Background: Adverse childhood experiences (ACEs) predict poorer mental health across the life course but most of the extant research has employed ACE scores or individual adversities using retrospective data. / Objectives: To study the impact of ACEs on later mental health using not only ACEs scores and individual ACEs, but also latent class analysis (LCA), which respects the clustering of adversities. / Participants and setting: 8823 members from the UK Millennium Cohort Study. / Methods: We investigated the impact of prospectively reported ACEs on mental health trajectories derived using the Strengths and Difficulties Questionnaire at age 3, 5, 7, 11 and 14. Associations between LCA-derived ACE clusters, ACE scores, individual ACEs and mental health trajectories were tested using linear mixed effects models. / Results: With statistical significance set at 5% level, ACE scores showed a graded association with internalizing (ACE score of 1: β = 0.057; ACE score of 2: β = 0.108; ACE score of 3: β = 0.202), externalizing (ACE score of 1: β = 0.142; ACE score of 2: β = 0.299; ACE score of 3: β = 0.415) and prosocial behaviors (ACE score of 1: β=-0.019; ACE score of 2: β=-0.042; ACE score of 3: β=-0.059).

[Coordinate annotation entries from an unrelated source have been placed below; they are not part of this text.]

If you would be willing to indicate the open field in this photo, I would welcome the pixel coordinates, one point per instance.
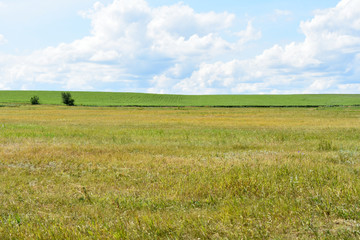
(141, 99)
(179, 173)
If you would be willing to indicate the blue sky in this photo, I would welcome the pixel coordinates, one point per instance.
(187, 47)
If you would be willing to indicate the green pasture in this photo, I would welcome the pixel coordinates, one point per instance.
(142, 99)
(179, 173)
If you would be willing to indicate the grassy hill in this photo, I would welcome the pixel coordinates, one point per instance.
(142, 99)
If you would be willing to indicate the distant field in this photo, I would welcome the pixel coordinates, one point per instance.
(141, 99)
(179, 173)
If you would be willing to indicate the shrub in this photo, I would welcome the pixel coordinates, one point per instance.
(34, 100)
(67, 99)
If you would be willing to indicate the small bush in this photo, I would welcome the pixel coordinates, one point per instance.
(67, 99)
(34, 100)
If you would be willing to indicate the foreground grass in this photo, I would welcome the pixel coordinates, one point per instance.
(188, 173)
(141, 99)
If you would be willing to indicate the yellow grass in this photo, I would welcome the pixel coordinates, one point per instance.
(179, 173)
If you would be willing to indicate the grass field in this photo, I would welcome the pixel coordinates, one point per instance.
(179, 173)
(141, 99)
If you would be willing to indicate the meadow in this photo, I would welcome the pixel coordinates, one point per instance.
(142, 99)
(179, 173)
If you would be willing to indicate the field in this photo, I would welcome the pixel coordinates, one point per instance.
(179, 173)
(141, 99)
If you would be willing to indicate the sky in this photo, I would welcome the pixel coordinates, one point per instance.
(181, 47)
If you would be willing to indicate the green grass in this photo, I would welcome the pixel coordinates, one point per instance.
(179, 173)
(141, 99)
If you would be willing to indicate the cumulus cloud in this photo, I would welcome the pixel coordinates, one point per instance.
(326, 61)
(2, 39)
(130, 42)
(174, 49)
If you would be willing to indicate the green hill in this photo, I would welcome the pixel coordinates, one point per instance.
(143, 99)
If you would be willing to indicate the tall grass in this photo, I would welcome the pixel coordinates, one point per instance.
(131, 173)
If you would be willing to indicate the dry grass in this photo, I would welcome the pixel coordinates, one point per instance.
(187, 173)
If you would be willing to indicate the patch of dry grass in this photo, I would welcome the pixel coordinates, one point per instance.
(188, 173)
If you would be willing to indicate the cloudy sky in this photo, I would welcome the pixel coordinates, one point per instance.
(187, 47)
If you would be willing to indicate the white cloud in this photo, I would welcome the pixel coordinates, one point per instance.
(279, 12)
(2, 39)
(326, 61)
(130, 42)
(173, 49)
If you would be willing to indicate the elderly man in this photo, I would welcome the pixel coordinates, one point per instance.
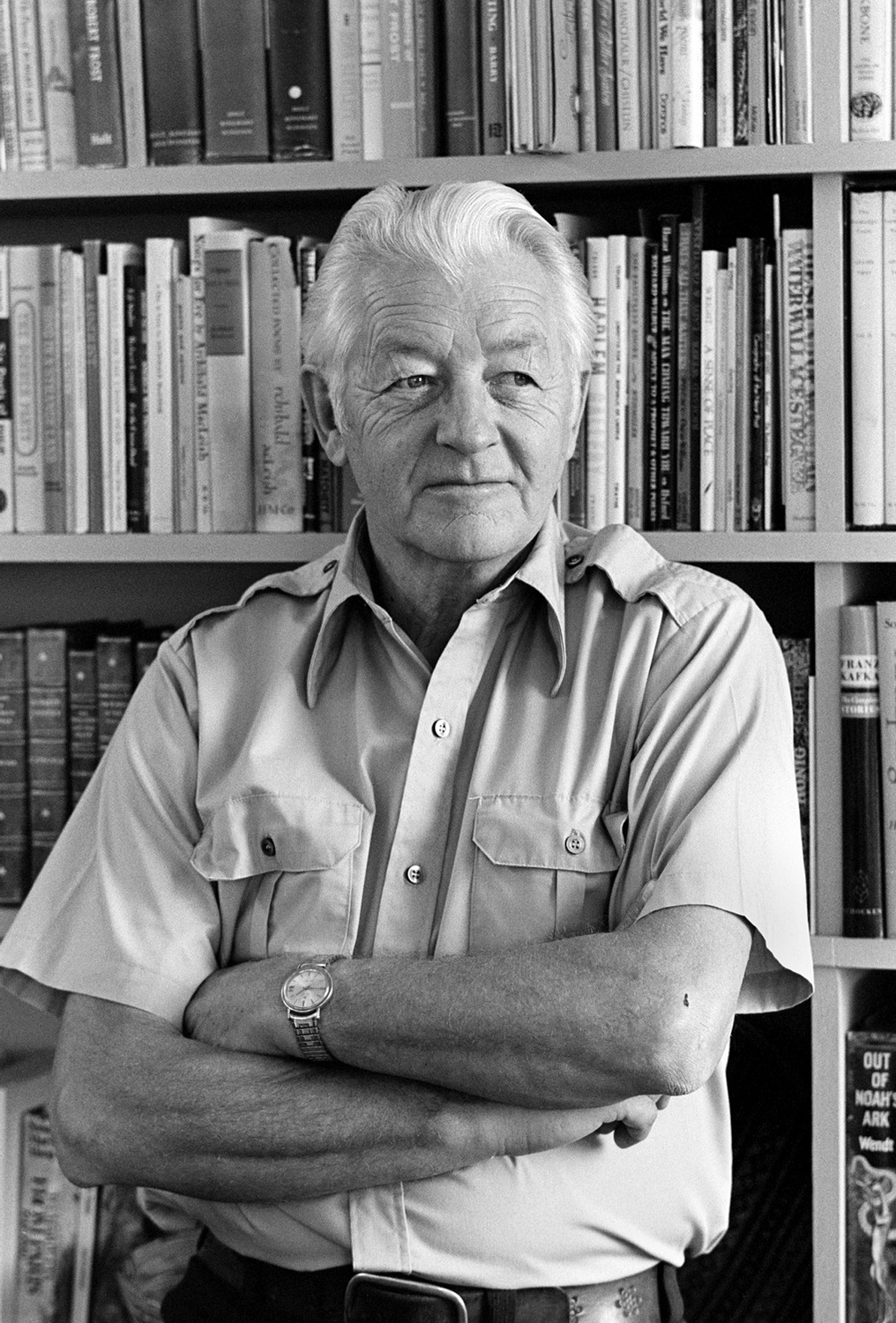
(415, 884)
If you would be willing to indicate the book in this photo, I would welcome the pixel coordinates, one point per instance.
(870, 1170)
(26, 357)
(34, 146)
(48, 738)
(24, 1085)
(346, 79)
(863, 912)
(867, 356)
(7, 444)
(298, 79)
(100, 118)
(228, 372)
(58, 84)
(235, 101)
(871, 71)
(15, 848)
(275, 399)
(462, 110)
(130, 53)
(174, 95)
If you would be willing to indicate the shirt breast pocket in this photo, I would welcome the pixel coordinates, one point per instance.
(298, 860)
(543, 870)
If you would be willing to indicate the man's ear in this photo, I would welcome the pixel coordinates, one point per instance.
(315, 392)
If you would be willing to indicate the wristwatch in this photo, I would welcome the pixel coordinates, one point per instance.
(303, 994)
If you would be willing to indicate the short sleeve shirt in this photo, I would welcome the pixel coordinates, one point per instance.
(605, 732)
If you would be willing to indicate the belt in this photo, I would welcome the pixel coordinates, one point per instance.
(376, 1298)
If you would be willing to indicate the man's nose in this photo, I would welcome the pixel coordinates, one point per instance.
(467, 418)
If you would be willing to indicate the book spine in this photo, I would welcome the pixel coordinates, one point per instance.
(275, 400)
(596, 417)
(628, 74)
(130, 53)
(82, 720)
(461, 56)
(885, 624)
(870, 1169)
(867, 351)
(608, 129)
(100, 119)
(50, 388)
(7, 442)
(346, 77)
(58, 84)
(15, 852)
(370, 79)
(34, 146)
(174, 97)
(494, 102)
(861, 773)
(686, 66)
(871, 71)
(668, 370)
(8, 106)
(617, 378)
(235, 102)
(114, 684)
(637, 383)
(48, 751)
(28, 465)
(798, 71)
(724, 73)
(298, 79)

Harsh parenting and physical punishment were particularly strongly associated with externalizing (β = 0.270 and β = 0.256) and negatively associated with prosocial behaviors (β=-0.046 and β=-0.058). Parental discord and parental depression showed the strongest associations with internalizing problems (β = 0.125 and β = 0.113). LCA did not discriminate ACE clusters in this dataset. / Conclusions: ACEs have an important impact on mental health from childhood to adolescence. ACEs score approach yielded useful results, which were further enhanced by exploring individual ACEs.

Type: Article
Title: Adverse childhood experiences and trajectories of internalizing, externalizing, and prosocial behaviors from childhood to adolescence
Open access status: An open access version is available from UCL Discovery
DOI: 10.1016/j.chiabu.2020.104890
Publisher version: https://doi.org/10.1016/j.chiabu.2020.104890
Language: English
Additional information: This is an Open Access article published under a Creative Commons Attribution-NonCommercial-NoDerivatives 4.0 International (CC BY-NC-ND 4.0) Licence (https://creativecommons.org/licenses/by-nc-nd/4.0/).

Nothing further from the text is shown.